We've just had a PVC from S&L Motorhomes and are delighted with it. It doesn't have what you describe but I saw them doing something similar to what you want - it's on their "For Sale" page. They did a bespoke van for us, exactly to our spec, and nothing was too much trouble, plus the quality was excellent. It's a small family business near Selby. If it's convenient go and see them and speak to Anthony. I'm sure he can do something for you. If you look on their Facebook page you'll see our van at 6th October Facebook.


----------



## coppo (May 27, 2009)

Pvc's with rear transverse beds have a big loading space beneath it.




I know what you mean though about storage.
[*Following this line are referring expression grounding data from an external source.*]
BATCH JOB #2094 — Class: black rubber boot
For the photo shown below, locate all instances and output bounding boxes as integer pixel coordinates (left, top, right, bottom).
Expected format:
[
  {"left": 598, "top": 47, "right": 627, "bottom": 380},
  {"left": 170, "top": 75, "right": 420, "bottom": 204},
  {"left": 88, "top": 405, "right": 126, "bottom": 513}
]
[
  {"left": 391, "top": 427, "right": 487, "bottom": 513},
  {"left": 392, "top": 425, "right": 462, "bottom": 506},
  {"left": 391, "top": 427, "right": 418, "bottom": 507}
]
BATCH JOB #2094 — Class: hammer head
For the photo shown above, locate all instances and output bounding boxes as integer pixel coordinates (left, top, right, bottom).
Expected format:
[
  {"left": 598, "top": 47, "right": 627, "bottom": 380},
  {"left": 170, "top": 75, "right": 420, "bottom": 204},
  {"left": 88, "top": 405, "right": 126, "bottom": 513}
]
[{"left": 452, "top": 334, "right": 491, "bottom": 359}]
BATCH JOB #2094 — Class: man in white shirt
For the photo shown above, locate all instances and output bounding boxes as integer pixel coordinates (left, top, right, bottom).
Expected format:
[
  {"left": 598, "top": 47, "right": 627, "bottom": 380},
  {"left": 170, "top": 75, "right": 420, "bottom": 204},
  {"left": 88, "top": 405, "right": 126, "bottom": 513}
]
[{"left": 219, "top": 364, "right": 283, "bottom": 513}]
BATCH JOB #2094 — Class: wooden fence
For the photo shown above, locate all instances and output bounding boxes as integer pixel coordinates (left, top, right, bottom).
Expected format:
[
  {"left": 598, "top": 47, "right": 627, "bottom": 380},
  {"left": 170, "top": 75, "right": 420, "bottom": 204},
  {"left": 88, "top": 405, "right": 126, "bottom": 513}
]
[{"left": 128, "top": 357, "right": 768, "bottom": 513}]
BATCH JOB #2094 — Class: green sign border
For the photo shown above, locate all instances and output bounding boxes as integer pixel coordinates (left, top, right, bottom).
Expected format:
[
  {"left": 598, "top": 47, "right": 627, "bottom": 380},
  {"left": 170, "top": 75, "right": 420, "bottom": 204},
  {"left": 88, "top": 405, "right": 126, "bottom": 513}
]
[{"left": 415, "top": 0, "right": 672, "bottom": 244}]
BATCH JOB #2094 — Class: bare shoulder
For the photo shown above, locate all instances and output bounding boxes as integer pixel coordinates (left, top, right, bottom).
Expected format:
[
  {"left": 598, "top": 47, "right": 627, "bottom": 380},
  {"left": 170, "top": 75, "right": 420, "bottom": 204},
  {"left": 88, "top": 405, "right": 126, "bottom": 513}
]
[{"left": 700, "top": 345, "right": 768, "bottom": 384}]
We have now got a rear box which is the best thing we have ever got, wonderful space for all sorts of things. It has never been off the van since we bought it.


We have also admired S&L motorhomes vans after seeing them at Peterborough this year.


----------



## ob1 (Sep 25, 2007)

Wug- Thanks for that, I will investigate S&L more fully later tonight.

Coppo - We've had transverse beds before and ended up with sleepless nights after wee time - you know what I mean!

Ron


----------



## coppo (May 27, 2009)

Ron-We have seriously considered buying our own van and then getting it converted to our design.


Resale value is the main sticking point though.


The Morello bed is absolutely huge when made up and still space to walk around it during the night, great design. cracking lounge during the day too, lovely long sofa which 2 can get on.


The rear box has made the world of difference.


Paul.


----------



## Spacerunner (Mar 18, 2006)

It's what the roof rack is for. You have got a roof rack haven't you?


----------



## peejay (May 10, 2005)

Vantage have two models, the Ora and the shorter Gem with full height and width (but not very deep) storage at the rear. Its a front lounge though.

They also do an optional 'boot' version on their rear lounge models similar to IH.

https://www.vantagemotorhomes.co.uk/

Pete


----------